A sorption-based atmospheric water harvester developed in Saudi Arabia could make photovoltaic devices more efficient in hot climates.
The cooling system developed at KAUST is said to have improved the efficiency of a prototype solar panel up to 20 per cent and requires no external energy source to operate.
Commercial silicon photovoltaic panels transform a small portion of absorbed sunlight into electricity, while the remainder of the radiation becomes heat. Efforts to cool solar panels with techniques including refrigeration or air conditioning tend to consume more energy than can be gained back through efficiency boosts.
Now, a team led by Peng Wang from KAUST’s Water Desalination and Reuse Center has developed a proof-of-concept device that aims to reverse this situation via the natural properties of the Earth’s climate. The team’s results are published in Nature Sustainability.

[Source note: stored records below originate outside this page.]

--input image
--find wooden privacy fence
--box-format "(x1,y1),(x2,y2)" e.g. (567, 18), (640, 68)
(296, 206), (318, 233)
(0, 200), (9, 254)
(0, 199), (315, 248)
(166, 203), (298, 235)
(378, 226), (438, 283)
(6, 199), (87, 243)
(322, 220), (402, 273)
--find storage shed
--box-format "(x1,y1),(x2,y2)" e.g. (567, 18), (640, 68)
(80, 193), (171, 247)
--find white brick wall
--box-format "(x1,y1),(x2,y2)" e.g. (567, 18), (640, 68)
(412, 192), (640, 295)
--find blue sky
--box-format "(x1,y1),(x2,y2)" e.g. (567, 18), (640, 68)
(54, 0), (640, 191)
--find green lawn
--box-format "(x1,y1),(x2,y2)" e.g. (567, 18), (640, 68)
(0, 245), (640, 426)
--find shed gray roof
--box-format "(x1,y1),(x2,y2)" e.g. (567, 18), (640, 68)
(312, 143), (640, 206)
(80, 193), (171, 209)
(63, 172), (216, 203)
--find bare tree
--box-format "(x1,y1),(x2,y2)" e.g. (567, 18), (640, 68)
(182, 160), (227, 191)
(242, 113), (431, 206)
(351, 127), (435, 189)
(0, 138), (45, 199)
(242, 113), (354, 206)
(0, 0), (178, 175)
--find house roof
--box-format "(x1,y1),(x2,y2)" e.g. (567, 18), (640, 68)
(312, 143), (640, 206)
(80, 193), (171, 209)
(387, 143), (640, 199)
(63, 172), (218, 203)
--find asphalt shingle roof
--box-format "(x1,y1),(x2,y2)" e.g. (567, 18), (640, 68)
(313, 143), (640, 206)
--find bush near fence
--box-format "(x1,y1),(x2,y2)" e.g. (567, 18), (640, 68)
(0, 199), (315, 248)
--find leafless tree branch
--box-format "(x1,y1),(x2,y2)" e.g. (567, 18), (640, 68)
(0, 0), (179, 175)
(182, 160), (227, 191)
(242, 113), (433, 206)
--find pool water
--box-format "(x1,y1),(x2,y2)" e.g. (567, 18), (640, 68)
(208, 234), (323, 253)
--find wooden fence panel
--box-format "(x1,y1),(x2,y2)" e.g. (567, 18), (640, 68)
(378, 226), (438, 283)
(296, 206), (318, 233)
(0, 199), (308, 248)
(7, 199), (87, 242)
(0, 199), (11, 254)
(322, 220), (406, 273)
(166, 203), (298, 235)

The KAUST researchers have already developed a polymer containing calcium chloride, which is a powerful desiccant. When exposed to humid air, this material gradually expands as the calcium salts pull water into the gel, eventually doubling its initial weight. By incorporating heat-absorbing carbon nanotubes into the polymer framework, the team found they could reverse this cycle and trigger the release of water with solar energy.
Renyuan Li, a postdoctoral researcher in Wang’s group, noted that one of the interesting properties of the gel was its ability to self-adhere to numerous surfaces, including the underside of solar panels. The team built a prototype for outdoor tests after experiments with artificial sunlight revealed that a fully filled gel could free enough water to reduce panel temperatures by 10oC,
During summer and winter, the researchers observed the gel absorbing water from overnight air and then releasing the liquid as the daytime temperatures ramped up. According to KAUST, the solar panels showed an increase in efficiency (13–19 per cent) even greater than that of the indoor experiments, a jump the researchers theorise may be due to improved heat and mass transfer outdoors.
“This work shows the benefits of using atmospheric water generation to help fight climate change,” said Li. “We believe this cooling technology can fulfil the requirements of many applications because water vapour is everywhere, and this cooling technology is easy to adapt to different scales. The technology could be made as small as several millimetres for electronic devices, hundreds of square meters for a building, or even larger for passive cooling of power plants.”